A third-order polynomial was used in this work to model f(g):

f(g) = p₁g³ + p₂g² + p₃g + p₄,

(2)

The parameter values in Equation (2) were derived for each band using the non-linear least squares methods. The model parameters with the minimum Root Mean Square Error (RMSE) [43] are achieved and then VNIS data are normalized into the standard geometry (i = 30°, e = 0°, g = 30°) by Equation (3):

r_measure(30°, 0°, 30°) = r_model(30°, 0°, 30°)/r_model(i, e, g) × r_measure(i, e, g),

(3)

2.2.2. Hapke Radiative Transfer Model

As a model tied to the physical properties of the lunar surface, the Hapke radiative transfer model is another way to characterize the photometric properties and normalize the photometric effects of lunar soils. The Hapke radiative transfer model often assumes that that all airless planetary materials in the media are an intimate mixture and the particle sizes are larger than wavelengths [11]. The Hapke model is derived from the radiative transport equation of the particle medium, and its parameters reflect the chemical and physical properties of the medium. The bidirectional reflectance as a function of i, e, g, and single scattering albedo (SSA) are approximated as follows [9,11,22,23]:

$$r(i,e,g)=K\frac{\omega }{4\pi }\frac{{\mathsf{\mu }}_0}{{\mathsf{\mu }}_0+{\mathsf{\mu }}_0}\left\{\left[1+\mathrm{B}\left(g\right)\right]\mathrm{P}\left(g\right)+H\left({\mathsf{\mu }}_0/K\right)H\left({\mathsf{\mu }}_1/K\right)-1\right\},$$

(4)

where r is bidirectional reflectance (BREF). K is the porosity factor and can usually be calculated with the filling factor ϕ (ϕ = 0.41 for lunar soil) [11,22]: K = −ln(1 − 1.209ϕ^2/3)/(1.209ϕ^2/3). ω (SSA) describes the ratio of the energy loss due to the scattering of incident light through a particle medium to the total energy loss due to scattering and absorption. B(g) is a backscattering function describing the shadow-hiding opposition effect and can be expressed as:

$$\mathrm{B}\left(g\right)={\left(1+\frac{1}{h_s}\tan \frac{g}{2}\right)}^{-1},$$

(5)

h_s [11] describes the angle width of backscattering and can be expressed as:

$$h_s\approx \frac{3\sqrt{3}}{8}\frac{K\varphi }{\ln \left(1000\right)}$$

(6)

H(x) describes the multiple scattering process and can be approximated as H(x) = (1 + 2x)/(1 + 2γx), where γ = √(1 − ω) [11].
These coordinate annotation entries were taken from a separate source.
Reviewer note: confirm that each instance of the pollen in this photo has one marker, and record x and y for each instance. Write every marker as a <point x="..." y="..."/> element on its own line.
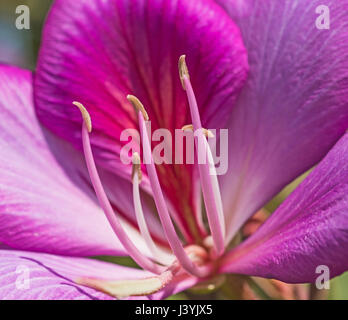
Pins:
<point x="138" y="106"/>
<point x="85" y="115"/>
<point x="207" y="133"/>
<point x="183" y="70"/>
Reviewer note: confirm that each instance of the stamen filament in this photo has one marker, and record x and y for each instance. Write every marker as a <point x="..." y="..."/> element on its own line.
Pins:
<point x="216" y="224"/>
<point x="126" y="288"/>
<point x="132" y="250"/>
<point x="157" y="254"/>
<point x="162" y="209"/>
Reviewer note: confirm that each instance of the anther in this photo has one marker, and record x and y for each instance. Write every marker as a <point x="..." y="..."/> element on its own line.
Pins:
<point x="126" y="288"/>
<point x="136" y="169"/>
<point x="138" y="106"/>
<point x="207" y="133"/>
<point x="183" y="70"/>
<point x="85" y="115"/>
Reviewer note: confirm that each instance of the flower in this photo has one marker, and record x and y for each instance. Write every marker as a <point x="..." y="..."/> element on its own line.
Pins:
<point x="290" y="114"/>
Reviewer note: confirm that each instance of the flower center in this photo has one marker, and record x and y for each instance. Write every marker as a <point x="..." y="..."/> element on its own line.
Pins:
<point x="195" y="260"/>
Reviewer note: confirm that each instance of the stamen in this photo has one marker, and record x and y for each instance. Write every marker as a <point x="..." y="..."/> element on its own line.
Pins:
<point x="132" y="250"/>
<point x="183" y="70"/>
<point x="138" y="106"/>
<point x="126" y="288"/>
<point x="210" y="193"/>
<point x="136" y="178"/>
<point x="162" y="209"/>
<point x="85" y="115"/>
<point x="207" y="133"/>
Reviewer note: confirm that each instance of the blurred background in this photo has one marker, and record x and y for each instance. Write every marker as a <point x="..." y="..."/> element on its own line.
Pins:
<point x="20" y="48"/>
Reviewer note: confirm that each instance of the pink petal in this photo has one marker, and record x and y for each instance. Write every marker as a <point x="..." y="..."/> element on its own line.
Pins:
<point x="53" y="277"/>
<point x="97" y="52"/>
<point x="308" y="230"/>
<point x="41" y="209"/>
<point x="295" y="104"/>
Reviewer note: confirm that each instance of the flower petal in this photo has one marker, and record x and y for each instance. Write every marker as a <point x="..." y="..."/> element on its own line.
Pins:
<point x="295" y="104"/>
<point x="97" y="52"/>
<point x="308" y="230"/>
<point x="41" y="209"/>
<point x="38" y="276"/>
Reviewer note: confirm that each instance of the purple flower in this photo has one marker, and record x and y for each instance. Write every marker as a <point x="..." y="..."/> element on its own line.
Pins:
<point x="261" y="68"/>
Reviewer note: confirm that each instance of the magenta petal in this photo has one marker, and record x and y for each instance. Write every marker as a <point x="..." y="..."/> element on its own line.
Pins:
<point x="97" y="52"/>
<point x="53" y="277"/>
<point x="295" y="104"/>
<point x="41" y="209"/>
<point x="308" y="230"/>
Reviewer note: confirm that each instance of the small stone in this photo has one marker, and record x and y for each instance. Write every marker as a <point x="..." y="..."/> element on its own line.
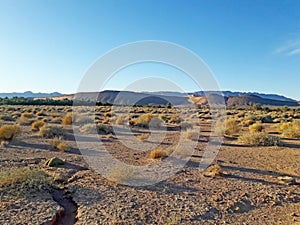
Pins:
<point x="54" y="162"/>
<point x="286" y="180"/>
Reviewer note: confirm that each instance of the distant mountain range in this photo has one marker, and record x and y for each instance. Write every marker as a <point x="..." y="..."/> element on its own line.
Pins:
<point x="232" y="99"/>
<point x="29" y="94"/>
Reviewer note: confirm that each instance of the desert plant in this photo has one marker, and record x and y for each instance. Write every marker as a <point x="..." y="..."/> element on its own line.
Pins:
<point x="257" y="127"/>
<point x="67" y="119"/>
<point x="191" y="134"/>
<point x="259" y="139"/>
<point x="8" y="132"/>
<point x="51" y="131"/>
<point x="35" y="126"/>
<point x="143" y="137"/>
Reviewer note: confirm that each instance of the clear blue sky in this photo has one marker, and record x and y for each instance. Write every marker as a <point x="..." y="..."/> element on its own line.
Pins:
<point x="47" y="45"/>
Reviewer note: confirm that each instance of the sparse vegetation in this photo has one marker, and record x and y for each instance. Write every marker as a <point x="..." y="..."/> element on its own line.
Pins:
<point x="8" y="132"/>
<point x="259" y="139"/>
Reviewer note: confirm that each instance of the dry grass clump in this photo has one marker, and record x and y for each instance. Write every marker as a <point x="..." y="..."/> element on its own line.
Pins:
<point x="67" y="119"/>
<point x="121" y="120"/>
<point x="191" y="134"/>
<point x="92" y="128"/>
<point x="143" y="137"/>
<point x="290" y="129"/>
<point x="57" y="143"/>
<point x="26" y="176"/>
<point x="35" y="126"/>
<point x="229" y="127"/>
<point x="257" y="127"/>
<point x="6" y="117"/>
<point x="259" y="139"/>
<point x="8" y="132"/>
<point x="51" y="131"/>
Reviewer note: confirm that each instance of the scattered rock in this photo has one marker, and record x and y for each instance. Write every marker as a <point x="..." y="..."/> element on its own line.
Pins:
<point x="54" y="162"/>
<point x="286" y="180"/>
<point x="213" y="171"/>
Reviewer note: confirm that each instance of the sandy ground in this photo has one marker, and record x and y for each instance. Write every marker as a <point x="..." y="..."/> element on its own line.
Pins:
<point x="247" y="192"/>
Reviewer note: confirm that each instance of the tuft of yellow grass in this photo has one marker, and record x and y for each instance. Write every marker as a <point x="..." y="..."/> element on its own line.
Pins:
<point x="143" y="137"/>
<point x="35" y="126"/>
<point x="8" y="132"/>
<point x="67" y="119"/>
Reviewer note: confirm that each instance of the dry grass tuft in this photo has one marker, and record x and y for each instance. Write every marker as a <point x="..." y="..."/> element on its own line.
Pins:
<point x="257" y="127"/>
<point x="35" y="126"/>
<point x="8" y="132"/>
<point x="143" y="137"/>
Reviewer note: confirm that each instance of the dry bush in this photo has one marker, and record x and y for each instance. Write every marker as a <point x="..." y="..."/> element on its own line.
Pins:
<point x="67" y="119"/>
<point x="6" y="117"/>
<point x="143" y="137"/>
<point x="174" y="119"/>
<point x="8" y="132"/>
<point x="142" y="121"/>
<point x="257" y="127"/>
<point x="35" y="126"/>
<point x="259" y="139"/>
<point x="27" y="177"/>
<point x="191" y="134"/>
<point x="92" y="128"/>
<point x="290" y="129"/>
<point x="232" y="126"/>
<point x="121" y="120"/>
<point x="51" y="131"/>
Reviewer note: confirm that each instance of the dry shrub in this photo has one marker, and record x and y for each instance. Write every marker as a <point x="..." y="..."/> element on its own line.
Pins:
<point x="259" y="139"/>
<point x="35" y="126"/>
<point x="8" y="132"/>
<point x="67" y="119"/>
<point x="143" y="137"/>
<point x="232" y="126"/>
<point x="191" y="134"/>
<point x="290" y="129"/>
<point x="257" y="127"/>
<point x="6" y="117"/>
<point x="51" y="131"/>
<point x="143" y="120"/>
<point x="92" y="128"/>
<point x="121" y="120"/>
<point x="28" y="177"/>
<point x="57" y="143"/>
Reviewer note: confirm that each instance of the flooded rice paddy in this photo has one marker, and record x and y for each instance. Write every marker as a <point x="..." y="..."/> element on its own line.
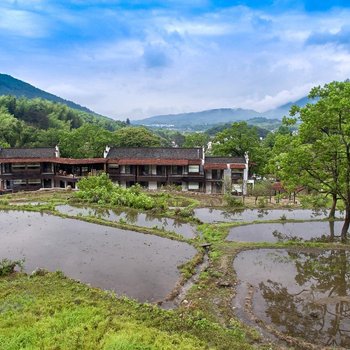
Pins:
<point x="138" y="265"/>
<point x="275" y="232"/>
<point x="303" y="294"/>
<point x="208" y="215"/>
<point x="132" y="217"/>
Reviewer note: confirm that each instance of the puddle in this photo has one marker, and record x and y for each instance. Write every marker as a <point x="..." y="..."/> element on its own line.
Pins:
<point x="132" y="217"/>
<point x="208" y="215"/>
<point x="27" y="203"/>
<point x="304" y="294"/>
<point x="269" y="232"/>
<point x="138" y="265"/>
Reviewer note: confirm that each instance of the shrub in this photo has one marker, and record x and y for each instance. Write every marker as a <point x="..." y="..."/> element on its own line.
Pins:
<point x="232" y="201"/>
<point x="8" y="266"/>
<point x="101" y="190"/>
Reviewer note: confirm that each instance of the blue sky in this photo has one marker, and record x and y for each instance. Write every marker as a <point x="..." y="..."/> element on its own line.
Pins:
<point x="141" y="58"/>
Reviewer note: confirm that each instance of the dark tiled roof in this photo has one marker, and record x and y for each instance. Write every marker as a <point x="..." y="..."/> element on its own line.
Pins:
<point x="12" y="153"/>
<point x="225" y="160"/>
<point x="155" y="152"/>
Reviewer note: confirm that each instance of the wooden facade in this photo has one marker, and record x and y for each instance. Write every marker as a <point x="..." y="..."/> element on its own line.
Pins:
<point x="25" y="169"/>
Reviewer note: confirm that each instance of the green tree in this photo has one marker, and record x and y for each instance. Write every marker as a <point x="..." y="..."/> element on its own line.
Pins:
<point x="239" y="139"/>
<point x="197" y="139"/>
<point x="319" y="156"/>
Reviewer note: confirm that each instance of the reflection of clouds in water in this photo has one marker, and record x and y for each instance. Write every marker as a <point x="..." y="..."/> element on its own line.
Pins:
<point x="304" y="294"/>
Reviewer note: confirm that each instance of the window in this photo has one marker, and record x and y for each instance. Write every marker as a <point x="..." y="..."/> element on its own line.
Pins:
<point x="19" y="182"/>
<point x="7" y="168"/>
<point x="34" y="182"/>
<point x="193" y="169"/>
<point x="33" y="166"/>
<point x="113" y="166"/>
<point x="47" y="168"/>
<point x="18" y="167"/>
<point x="176" y="170"/>
<point x="144" y="170"/>
<point x="193" y="185"/>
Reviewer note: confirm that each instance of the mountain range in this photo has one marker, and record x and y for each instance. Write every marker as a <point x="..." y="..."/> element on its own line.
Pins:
<point x="208" y="118"/>
<point x="15" y="87"/>
<point x="185" y="121"/>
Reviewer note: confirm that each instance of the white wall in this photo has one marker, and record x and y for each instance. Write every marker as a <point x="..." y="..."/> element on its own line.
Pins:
<point x="152" y="185"/>
<point x="208" y="187"/>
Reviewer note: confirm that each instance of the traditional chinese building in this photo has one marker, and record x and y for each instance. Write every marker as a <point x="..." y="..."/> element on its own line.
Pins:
<point x="34" y="168"/>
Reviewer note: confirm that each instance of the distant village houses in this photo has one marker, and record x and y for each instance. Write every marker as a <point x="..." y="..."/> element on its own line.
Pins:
<point x="25" y="169"/>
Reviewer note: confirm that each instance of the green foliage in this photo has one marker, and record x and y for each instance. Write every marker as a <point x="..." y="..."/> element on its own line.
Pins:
<point x="100" y="189"/>
<point x="212" y="233"/>
<point x="239" y="139"/>
<point x="39" y="123"/>
<point x="51" y="312"/>
<point x="319" y="156"/>
<point x="197" y="139"/>
<point x="233" y="201"/>
<point x="136" y="137"/>
<point x="7" y="266"/>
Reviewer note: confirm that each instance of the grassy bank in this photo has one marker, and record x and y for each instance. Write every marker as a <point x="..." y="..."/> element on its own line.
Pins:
<point x="53" y="312"/>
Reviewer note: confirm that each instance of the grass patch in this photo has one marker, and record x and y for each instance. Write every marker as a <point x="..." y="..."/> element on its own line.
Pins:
<point x="53" y="312"/>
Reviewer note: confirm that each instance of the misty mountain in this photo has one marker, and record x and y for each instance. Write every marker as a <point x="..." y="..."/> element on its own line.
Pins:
<point x="18" y="88"/>
<point x="205" y="119"/>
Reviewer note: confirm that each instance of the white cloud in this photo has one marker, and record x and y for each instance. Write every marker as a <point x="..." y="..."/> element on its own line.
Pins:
<point x="162" y="62"/>
<point x="22" y="23"/>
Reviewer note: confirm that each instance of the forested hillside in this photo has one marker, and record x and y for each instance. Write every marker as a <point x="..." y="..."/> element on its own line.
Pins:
<point x="18" y="88"/>
<point x="41" y="123"/>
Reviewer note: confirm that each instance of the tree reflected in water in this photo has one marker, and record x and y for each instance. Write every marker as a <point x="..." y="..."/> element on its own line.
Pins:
<point x="319" y="311"/>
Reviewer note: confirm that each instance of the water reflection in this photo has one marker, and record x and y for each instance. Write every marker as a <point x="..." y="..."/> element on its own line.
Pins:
<point x="132" y="217"/>
<point x="209" y="215"/>
<point x="138" y="265"/>
<point x="320" y="231"/>
<point x="303" y="294"/>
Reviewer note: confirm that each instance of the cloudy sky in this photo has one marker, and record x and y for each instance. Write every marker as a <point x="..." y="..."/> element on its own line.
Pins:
<point x="141" y="58"/>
The specific expression of the P(g) is related to the particle size, orientation, electromagnetic properties, etc., and has analytical solutions only under special conditions. In practical applications, phase functions are usually expressed by a Legendre polynomial or empirical formulas such as the Henyey–Greenstein function [44]. In this work, a Legendre polynomial was used:

P(g) = 1 + b × cos(g) + c × (1.5 × cos²(g) − 0.5),

(7)

The coefficients b and c determine the general shape of phase functions (Equation (7), where b describes the degree of forward and backward scattering and c the degree of side scatter [9]. Based on this model, the reflectance data at different phase angles were converted to SSA and then the bidirectional reflectance at a standard geometry was calculated from SSA with Equation (4). Then, bidirectional reflectance can be converted to reflectance factor (REFF) using Equation (8):

REFF = BREF × π/μ₀,

(8)

2.3. CE-4 VNIS Datasets

The VNIS level 2B data used in this study have been underwent dark-current and scattering-background subtraction, flat-field and instrument temperature correction, and radiometric and geometric calibration [2,39,45] by the Ground Research and Application System (GRAS) of the Chinese Lunar Exploration Program. The level 2B data were then transformed into bidirectional reflectance of solar irradiance divided before normalization to a Sun–Moon distance of 1 AU [6]. For the view geometry of VNIS datasets, the illumination conditions (e.g., incident angle (i), emission angle (e), and phase angle (g)) of each pixel are calculated by the linear interpolation of the values of the four corner points and averaged over a 1° angle bin for the VNIR images. In addition, the central point of the FOV is used for the SWIR spectra to analyze. The detailed observation geometry is shown in

Table 1. The observation geometry (incident angle (i), emission angle (e), and phase angle (g)) of the tenth lunar day.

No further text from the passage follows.